The Sami people (also Sámi or Saami), traditionally known in English as Lapps or Laplanders, are an indigenous Finno-Ugric people inhabiting the Arctic area of Sápmi, which today encompasses parts of far northern Norway, Sweden, Finland, the Kola Peninsula of Russia, and the border area between south and middle Sweden and Norway. The Sami are the only indigenous people of Scandinavia recognized and protected under the international conventions of indigenous peoples, and are hence the northernmost indigenous people of Europe. Sami ancestral lands span an area of approximately 388,350 km2 (150,000 sq. mi.), which is approximately the size of Norway, in the Nordic countries. Their traditional languages are the Sami languages and are classified as a branch of the Uralic language family.

Traditionally, the Sami have pursued a variety of livelihoods, including coastal fishing, fur trapping, and sheep herding. Their best-known means of livelihood is semi-nomadic reindeer herding. Currently about 10% of the Sami are connected to reindeer herding, providing them with meat, fur, and transportation. 2,800 Sami people are actively involved in herding on a full-time basis. For traditional, environmental, cultural, and political reasons, reindeer herding is legally reserved only for Sami people in certain regions of the Nordic countries.

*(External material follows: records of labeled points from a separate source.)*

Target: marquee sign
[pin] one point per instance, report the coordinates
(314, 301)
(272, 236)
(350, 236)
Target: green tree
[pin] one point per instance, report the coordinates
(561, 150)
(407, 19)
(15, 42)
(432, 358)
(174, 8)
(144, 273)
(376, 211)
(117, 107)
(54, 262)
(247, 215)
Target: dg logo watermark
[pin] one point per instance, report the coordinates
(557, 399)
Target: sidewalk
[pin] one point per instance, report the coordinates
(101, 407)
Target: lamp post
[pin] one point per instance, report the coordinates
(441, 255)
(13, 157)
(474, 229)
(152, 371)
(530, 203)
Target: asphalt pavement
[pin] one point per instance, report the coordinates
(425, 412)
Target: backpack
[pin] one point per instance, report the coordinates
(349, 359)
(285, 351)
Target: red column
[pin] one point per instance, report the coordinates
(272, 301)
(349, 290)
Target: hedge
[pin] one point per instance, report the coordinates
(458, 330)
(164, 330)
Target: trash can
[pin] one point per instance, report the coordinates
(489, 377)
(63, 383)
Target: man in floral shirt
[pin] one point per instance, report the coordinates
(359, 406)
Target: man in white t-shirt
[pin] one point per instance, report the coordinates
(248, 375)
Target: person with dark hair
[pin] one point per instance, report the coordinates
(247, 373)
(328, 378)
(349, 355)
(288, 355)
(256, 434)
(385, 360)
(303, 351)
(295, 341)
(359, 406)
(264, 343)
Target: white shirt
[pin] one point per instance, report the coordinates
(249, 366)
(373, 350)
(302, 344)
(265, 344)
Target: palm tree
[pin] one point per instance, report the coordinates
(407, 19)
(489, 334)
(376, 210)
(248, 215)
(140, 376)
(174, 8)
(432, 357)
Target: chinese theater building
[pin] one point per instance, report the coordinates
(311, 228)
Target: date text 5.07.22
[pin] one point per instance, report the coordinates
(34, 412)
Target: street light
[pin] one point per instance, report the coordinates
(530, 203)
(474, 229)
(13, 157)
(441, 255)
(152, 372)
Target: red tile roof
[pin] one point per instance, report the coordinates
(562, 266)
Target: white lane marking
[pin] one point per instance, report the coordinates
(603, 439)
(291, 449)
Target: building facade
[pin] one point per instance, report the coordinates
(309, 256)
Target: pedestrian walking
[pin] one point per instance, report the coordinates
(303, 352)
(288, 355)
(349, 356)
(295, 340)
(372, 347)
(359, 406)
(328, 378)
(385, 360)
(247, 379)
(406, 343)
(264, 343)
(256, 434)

In my book, The PlantMan, I send a sami man on trip to The Central African Republic to look for rare plants. Part of the fascination is the Sami culture of shamanism and traditional healing. My character is able to explore and experience this in Africa.

Today there are a number of Sami who seek to return to the traditional Pagan values of their ancestors. There are also some Sami who claim to be noaidi and offer their services through newspaper advertisements, in New Age arrangements, or for tourist groups. While they practice a religion based on that of their ancestors, widespread anti-pagan prejudice has caused these shamans to be generally not viewed as part of an unbroken Sami religious tradition. Traditional Sámi beliefs are composed of three intertwining elements: animism, shamanism, and polytheism.

Sámi animism is manifested in the Sámi’s belief that all significant natural objects (such as animals, plants, rocks, etc.) possess a soul; and from a polytheistic perspective, traditional Sámi beliefs include a multitude of spirits.[122] Many contemporary practitioners are compared to practitioners of neo-paganism, as a number of neopagan religions likewise combine elements of ancient pagan religions with more recent revisions or innovations, but others feel they are attempting to revive or reconstruct indigenous Sami religions as found in historic, folkloric sources and oral traditions.

A very different religious idea is represented by the numerous “wise men” and “wise women” found throughout the Sami area. They often attempt to heal the sick through rituals and traditional medicines and may also combine traditional elements, such as older Sami teachings, with newer monotheistic inventions that Christian missionaries taught their ancestors, such as readings from the Bible.